Consider the iterations $$x_{k+1}=f(x_k), k=0,1, \dots; x_0>0.$$
Which of the following statements are true about the iteration ?
For $\beta=1,$ the sequence {$x_k$} converges to $0$ linearly with asymptotic rate of convergence $\log _{10}2$
For $\beta>1,$ the sequence {$x_k$} does not converges to $0$
For $\beta \in (0,1),$ the sequence {$x_k$} converges to $0$ sub-linearly
For $\beta \in (0,1),$ the sequence {$x_k$} converges to $0$ super-linearly
My attempt:
By putting $\beta=1,$ we get $f(x)=\frac{x}{2}$ for all $x \in [0,1].$ I am able to see that for this value of $\beta,$ the sequence $x_k$ converges to $0.$ But as for the convergence rate, I think it is with the convergence rate $\frac{1}{2}.$ So, option 1 is FALSE. But the key says that 1 is a correct option. If so, then, how to see that the convergence rate is $\log _{10}2$ ?

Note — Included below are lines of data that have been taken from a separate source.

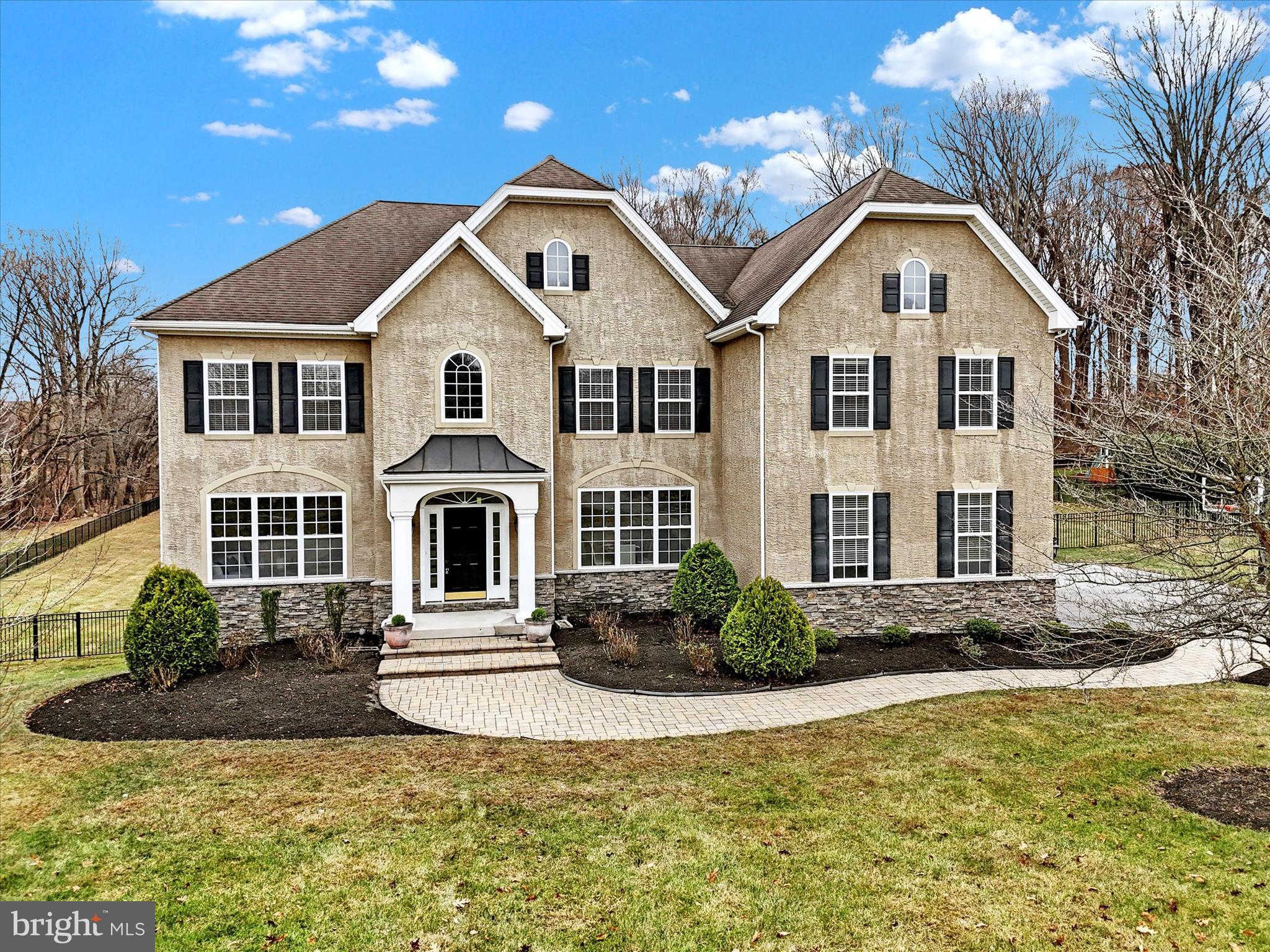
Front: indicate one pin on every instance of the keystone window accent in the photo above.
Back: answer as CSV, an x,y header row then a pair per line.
x,y
626,528
463,380
285,536
229,395
675,399
322,397
597,399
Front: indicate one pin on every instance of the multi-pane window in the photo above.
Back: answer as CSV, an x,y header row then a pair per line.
x,y
975,392
557,266
634,527
675,400
322,398
286,536
913,288
597,399
850,392
229,397
975,524
464,385
849,536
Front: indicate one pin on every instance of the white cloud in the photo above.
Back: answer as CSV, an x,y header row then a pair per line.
x,y
248,130
403,112
773,131
300,215
526,117
413,65
978,42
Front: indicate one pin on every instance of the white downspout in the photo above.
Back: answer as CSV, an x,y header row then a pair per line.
x,y
762,451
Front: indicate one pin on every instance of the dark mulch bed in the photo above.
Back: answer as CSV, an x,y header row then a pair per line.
x,y
664,668
293,699
1235,795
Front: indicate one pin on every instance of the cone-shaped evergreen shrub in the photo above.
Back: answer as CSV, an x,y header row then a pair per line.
x,y
173,628
705,588
768,635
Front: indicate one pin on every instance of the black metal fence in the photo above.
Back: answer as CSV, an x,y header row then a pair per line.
x,y
45,549
63,635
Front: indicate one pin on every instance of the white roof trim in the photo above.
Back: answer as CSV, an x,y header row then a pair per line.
x,y
1061,316
629,218
459,234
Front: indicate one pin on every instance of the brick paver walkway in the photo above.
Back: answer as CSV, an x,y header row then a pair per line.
x,y
545,706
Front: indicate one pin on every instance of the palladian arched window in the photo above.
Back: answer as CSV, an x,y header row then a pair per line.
x,y
463,380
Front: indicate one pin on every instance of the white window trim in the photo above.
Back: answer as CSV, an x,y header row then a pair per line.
x,y
957,391
568,271
618,530
251,400
658,402
484,389
577,394
926,296
958,535
868,392
255,539
301,398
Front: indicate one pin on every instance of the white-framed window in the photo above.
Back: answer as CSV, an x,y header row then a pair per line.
x,y
673,399
597,399
267,536
915,280
463,384
322,397
558,266
975,532
630,528
850,535
975,392
850,392
228,394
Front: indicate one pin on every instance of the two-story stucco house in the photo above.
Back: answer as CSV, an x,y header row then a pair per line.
x,y
536,402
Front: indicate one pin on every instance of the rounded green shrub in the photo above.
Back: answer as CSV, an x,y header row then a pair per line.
x,y
705,587
173,628
766,633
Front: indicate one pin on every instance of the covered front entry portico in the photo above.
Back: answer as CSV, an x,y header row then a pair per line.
x,y
473,491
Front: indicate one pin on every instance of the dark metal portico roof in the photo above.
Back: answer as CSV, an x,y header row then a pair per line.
x,y
465,452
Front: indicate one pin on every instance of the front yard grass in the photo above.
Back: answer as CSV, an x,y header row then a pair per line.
x,y
988,822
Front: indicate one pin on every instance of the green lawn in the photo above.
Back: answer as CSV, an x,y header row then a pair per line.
x,y
991,822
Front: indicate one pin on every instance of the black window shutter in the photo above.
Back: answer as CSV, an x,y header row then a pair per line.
x,y
939,294
582,272
819,392
701,398
355,398
262,395
647,402
819,537
1005,392
882,392
890,294
882,536
1005,532
534,270
625,413
193,397
568,402
288,399
948,392
944,524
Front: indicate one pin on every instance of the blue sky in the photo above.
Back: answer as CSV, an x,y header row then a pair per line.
x,y
206,134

By putting $\beta=2$ and $x_0=1,$ I am able to see that the sequence $x_k$ is converging to $0.$ So, option 2 is FALSE, which is correct according to the key.
As for 3) and 4), I am confused on how to approach the problem. The key says 1 and 3 are correct options. Please help.

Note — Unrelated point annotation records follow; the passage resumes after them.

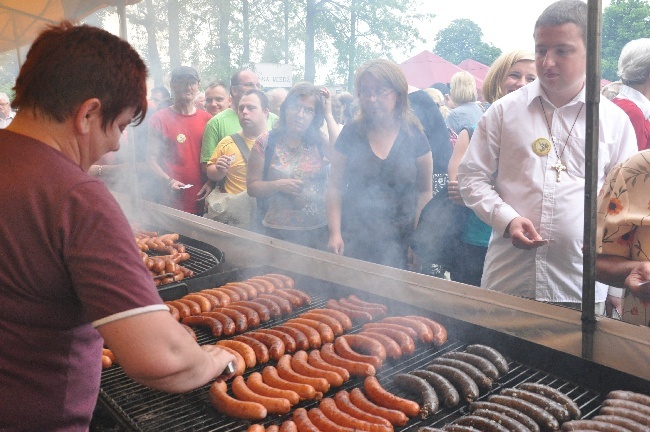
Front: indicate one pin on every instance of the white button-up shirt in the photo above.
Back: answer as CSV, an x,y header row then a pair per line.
x,y
501,178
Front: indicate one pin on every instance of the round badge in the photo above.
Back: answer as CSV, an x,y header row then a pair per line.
x,y
541,146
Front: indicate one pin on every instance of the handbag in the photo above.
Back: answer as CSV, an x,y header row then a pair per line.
x,y
232,209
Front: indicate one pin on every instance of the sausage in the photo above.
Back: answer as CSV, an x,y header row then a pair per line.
x,y
395,417
331,411
392,348
227,405
555,395
463,383
299,363
312,334
272,306
302,342
343,402
302,421
227,323
325,331
377,394
315,360
514,414
354,314
365,345
342,318
241,323
261,351
483,381
581,425
405,342
438,330
555,409
272,405
414,384
287,340
545,420
272,379
286,372
203,302
343,349
510,424
423,331
480,423
204,321
353,367
262,311
273,343
247,353
324,424
444,389
256,384
491,354
332,323
483,364
252,317
622,421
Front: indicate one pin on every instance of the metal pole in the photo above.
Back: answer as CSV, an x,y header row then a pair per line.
x,y
591,177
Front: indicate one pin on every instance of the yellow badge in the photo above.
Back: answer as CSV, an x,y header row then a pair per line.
x,y
541,146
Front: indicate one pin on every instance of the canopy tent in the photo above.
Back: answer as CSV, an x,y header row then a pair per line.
x,y
22,20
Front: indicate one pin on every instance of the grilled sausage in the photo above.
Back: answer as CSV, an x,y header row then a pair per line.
x,y
377,394
227,405
491,354
395,417
415,384
444,389
299,363
317,361
343,349
555,395
286,372
256,383
272,379
355,368
463,383
272,405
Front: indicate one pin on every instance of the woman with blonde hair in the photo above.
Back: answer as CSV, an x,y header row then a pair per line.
x,y
381,171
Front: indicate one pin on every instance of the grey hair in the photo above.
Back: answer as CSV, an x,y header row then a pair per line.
x,y
634,62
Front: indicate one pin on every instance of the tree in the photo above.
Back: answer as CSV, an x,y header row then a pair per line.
x,y
461,40
623,21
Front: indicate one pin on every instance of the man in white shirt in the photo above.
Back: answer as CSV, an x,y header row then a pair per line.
x,y
524,171
6,114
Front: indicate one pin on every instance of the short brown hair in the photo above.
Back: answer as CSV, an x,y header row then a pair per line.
x,y
69,64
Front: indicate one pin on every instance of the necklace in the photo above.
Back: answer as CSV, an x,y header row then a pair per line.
x,y
559,166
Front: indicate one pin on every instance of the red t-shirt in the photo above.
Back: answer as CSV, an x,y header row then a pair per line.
x,y
68,259
180,136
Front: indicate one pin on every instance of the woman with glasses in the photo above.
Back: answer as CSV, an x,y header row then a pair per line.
x,y
287,170
381,171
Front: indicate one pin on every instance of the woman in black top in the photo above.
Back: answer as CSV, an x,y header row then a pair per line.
x,y
381,171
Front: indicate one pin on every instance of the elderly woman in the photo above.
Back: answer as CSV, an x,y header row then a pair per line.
x,y
287,170
381,171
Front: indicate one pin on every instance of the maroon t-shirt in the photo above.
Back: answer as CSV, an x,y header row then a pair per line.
x,y
68,258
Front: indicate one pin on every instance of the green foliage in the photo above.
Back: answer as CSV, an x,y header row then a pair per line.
x,y
623,21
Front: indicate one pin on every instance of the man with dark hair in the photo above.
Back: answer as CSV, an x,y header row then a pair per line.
x,y
72,278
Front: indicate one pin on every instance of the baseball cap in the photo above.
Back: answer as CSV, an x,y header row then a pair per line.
x,y
184,71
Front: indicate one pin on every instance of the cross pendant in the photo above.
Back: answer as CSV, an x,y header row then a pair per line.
x,y
559,167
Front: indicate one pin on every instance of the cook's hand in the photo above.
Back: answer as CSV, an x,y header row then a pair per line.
x,y
453,191
523,234
290,186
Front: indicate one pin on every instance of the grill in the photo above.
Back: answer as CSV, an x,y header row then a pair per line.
x,y
142,409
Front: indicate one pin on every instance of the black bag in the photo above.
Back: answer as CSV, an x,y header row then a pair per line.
x,y
436,238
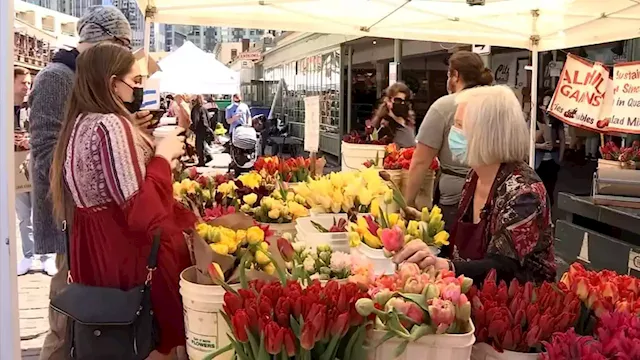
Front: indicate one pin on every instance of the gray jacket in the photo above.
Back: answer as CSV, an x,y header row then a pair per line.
x,y
49,94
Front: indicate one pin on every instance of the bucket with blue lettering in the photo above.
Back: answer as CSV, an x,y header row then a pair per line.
x,y
205,328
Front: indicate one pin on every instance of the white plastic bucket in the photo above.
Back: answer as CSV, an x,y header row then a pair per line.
x,y
205,328
354,155
307,232
441,347
484,351
382,265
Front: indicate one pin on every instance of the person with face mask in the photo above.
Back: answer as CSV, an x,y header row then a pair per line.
x,y
396,115
117,185
503,221
466,70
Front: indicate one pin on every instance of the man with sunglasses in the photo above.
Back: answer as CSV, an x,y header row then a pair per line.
x,y
50,92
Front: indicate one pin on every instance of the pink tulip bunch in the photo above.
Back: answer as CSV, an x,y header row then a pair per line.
x,y
617,337
413,303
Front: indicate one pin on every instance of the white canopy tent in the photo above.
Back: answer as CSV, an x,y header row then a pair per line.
x,y
189,70
537,25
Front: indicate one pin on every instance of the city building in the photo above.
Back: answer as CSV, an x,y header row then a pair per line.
x,y
174,37
226,52
39,32
136,19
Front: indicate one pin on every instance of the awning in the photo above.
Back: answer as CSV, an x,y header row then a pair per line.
x,y
553,24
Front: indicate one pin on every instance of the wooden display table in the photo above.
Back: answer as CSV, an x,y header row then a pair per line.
x,y
601,237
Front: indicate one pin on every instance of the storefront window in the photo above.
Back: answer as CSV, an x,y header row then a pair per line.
x,y
314,75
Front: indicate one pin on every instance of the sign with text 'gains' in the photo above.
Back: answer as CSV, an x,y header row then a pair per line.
x,y
625,114
583,95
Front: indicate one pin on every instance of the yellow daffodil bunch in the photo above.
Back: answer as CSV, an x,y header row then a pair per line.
x,y
362,191
390,231
251,179
224,241
282,206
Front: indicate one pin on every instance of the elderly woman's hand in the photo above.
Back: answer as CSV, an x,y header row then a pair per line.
x,y
416,252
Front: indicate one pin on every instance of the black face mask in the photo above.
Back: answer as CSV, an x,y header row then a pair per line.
x,y
138,95
400,110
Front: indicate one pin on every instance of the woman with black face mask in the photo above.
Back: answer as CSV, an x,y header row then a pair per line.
x,y
396,117
113,182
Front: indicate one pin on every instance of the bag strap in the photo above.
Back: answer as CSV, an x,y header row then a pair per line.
x,y
152,260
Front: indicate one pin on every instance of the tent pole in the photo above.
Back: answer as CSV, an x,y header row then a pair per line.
x,y
534,104
9,321
535,39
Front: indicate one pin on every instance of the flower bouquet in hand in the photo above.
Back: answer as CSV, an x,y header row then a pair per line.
x,y
617,337
519,317
601,292
283,320
370,136
413,303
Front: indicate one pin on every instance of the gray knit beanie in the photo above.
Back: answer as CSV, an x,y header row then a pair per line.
x,y
103,22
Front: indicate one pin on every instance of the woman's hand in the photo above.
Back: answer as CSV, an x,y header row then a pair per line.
x,y
172,147
417,252
411,213
143,119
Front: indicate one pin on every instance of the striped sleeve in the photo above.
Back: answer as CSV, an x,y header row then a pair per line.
x,y
122,163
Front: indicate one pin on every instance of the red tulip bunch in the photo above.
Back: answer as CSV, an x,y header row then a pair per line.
x,y
276,321
518,317
611,151
617,337
603,291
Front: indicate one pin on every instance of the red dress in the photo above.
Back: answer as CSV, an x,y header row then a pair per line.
x,y
123,194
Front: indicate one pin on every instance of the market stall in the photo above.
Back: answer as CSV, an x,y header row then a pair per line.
x,y
190,70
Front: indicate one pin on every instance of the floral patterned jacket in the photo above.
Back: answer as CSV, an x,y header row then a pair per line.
x,y
519,221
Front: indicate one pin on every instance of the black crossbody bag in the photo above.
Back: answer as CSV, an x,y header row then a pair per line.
x,y
109,323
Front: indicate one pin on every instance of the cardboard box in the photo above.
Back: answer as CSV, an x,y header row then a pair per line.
x,y
21,165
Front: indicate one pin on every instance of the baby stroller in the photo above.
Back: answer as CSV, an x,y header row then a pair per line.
x,y
243,149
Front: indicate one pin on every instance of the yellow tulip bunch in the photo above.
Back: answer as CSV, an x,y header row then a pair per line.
x,y
429,229
191,193
363,191
224,241
281,206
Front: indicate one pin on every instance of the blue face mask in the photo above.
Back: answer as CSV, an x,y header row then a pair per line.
x,y
458,144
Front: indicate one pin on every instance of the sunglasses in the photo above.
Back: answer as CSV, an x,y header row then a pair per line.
x,y
121,41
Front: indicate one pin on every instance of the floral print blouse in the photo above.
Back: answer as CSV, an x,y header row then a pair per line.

When the problem says "converges to $0$ linearly" this means that the number of decimal digits of precision increases at a linear rate. For example, the sequence $$\{0.9, 0.99, 0.999, 0.9999, \ldots \}$$ converges to $1$ at a linear rate of about $1$ digit per sequence term. In your case, $$\{0.5, 0.25, 0.125, 0.0625, \ldots \}$$ is also linear convergence, this time to $0$, and at a rate of $\log_{10} 2$ digits per iteration.

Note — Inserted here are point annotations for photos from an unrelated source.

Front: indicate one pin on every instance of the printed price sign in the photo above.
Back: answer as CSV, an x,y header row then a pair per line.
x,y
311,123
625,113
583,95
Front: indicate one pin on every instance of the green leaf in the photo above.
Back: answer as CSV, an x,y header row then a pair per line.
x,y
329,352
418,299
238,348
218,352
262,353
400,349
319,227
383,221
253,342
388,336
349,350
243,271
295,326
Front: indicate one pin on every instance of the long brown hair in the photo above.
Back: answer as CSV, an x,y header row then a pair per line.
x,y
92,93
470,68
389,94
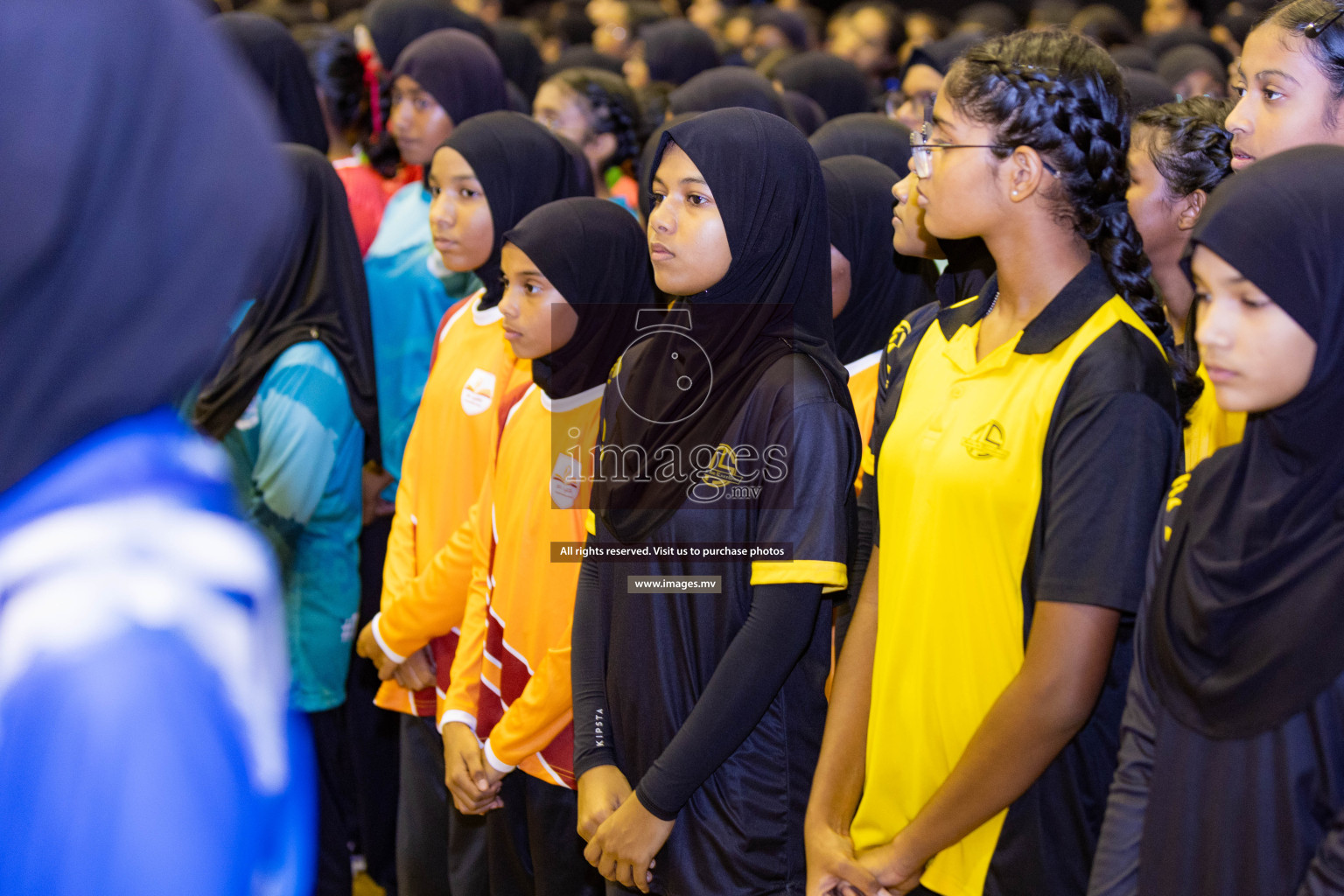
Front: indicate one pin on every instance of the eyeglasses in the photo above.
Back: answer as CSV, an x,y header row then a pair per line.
x,y
920,150
1313,30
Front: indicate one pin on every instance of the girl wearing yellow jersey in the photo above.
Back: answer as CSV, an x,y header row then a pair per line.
x,y
576,276
1023,444
1179,153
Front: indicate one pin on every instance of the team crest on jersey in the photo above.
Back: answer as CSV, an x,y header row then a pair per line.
x,y
479,393
987,442
566,479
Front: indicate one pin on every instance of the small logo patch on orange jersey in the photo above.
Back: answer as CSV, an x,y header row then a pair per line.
x,y
566,480
479,393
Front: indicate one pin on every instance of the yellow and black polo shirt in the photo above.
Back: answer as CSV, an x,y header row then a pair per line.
x,y
1032,474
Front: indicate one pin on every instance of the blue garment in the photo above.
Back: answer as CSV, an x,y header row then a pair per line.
x,y
409,291
298,456
145,746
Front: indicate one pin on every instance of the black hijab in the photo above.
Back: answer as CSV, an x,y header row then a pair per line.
x,y
676,52
597,256
790,24
726,88
280,63
522,165
458,70
396,23
318,293
519,57
152,222
807,113
970,268
865,133
835,83
652,150
773,301
1248,621
1145,90
582,55
885,286
940,54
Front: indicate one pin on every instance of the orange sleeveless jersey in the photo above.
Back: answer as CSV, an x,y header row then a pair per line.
x,y
511,677
449,451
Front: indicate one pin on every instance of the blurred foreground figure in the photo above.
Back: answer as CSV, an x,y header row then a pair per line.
x,y
145,745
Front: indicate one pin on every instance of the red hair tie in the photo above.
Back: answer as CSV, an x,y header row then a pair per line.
x,y
375,105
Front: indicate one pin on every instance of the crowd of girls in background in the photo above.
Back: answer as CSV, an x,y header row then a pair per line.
x,y
366,504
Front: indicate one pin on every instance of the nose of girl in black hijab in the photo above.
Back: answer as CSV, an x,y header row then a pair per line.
x,y
774,300
278,62
883,286
1246,630
596,256
152,223
521,165
318,293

To study the behavior of the forward orbits of $f$, consider the auxiliary function $$g(x) = -\log_2 f(x) = (1 + (-\log_2 x)^{1/\beta})^\beta.$$ This suggests letting $y_n = -\log_2 x_n$, hence $$y_{n+1} = -\log_2 x_{n+1} = -\log_2 f(x_n) = g(x_n) = (1 + (-\log_2 x_n)^{1/\beta})^\beta = (1 + y_n^{1/\beta})^\beta.$$ And this in turn implies $$y_{n+1}^{1/\beta} = 1 + y_n^{1/\beta},$$ which suggests the same trick again, this time defining $$z_n = y_n^{1/\beta} = (-\log_2 x_n)^{1/\beta},$$ hence $$z_{n+1} = 1 + z_n.$$ This allows us to unfold the recurrence and obtain $$(-\log_2 x_n)^{1/\beta} = z_n = n + z_0 = n + (-\log_2 x_0)^{1/\beta}.$$ Now solving for $x_n$ yields $$\boxed{x_n = 2^{-(n + (-\log_2 x_0)^{1/\beta})^\beta}}.$$ For $x_0 \in (0,1]$, we note $-\log_2 x_0 \in [1, \infty)$, hence $$z_0 = (-\log_2 x_0)^{1/\beta} \in [1, \infty).$$ We have $$\lim_{n \to \infty} x_n = \lim_{n \to \infty} 2^{-(n + z_0)^\beta},$$ and since $\beta > 0$, $(n+z_0)^\beta \to \infty$ as $n \to \infty$. Hence $x_n \to 0$ for all initial choices of $x_0$ and $\beta$.
I leave the question of the rate of convergence is left as an exercise. How would you determine this based on the information provided above?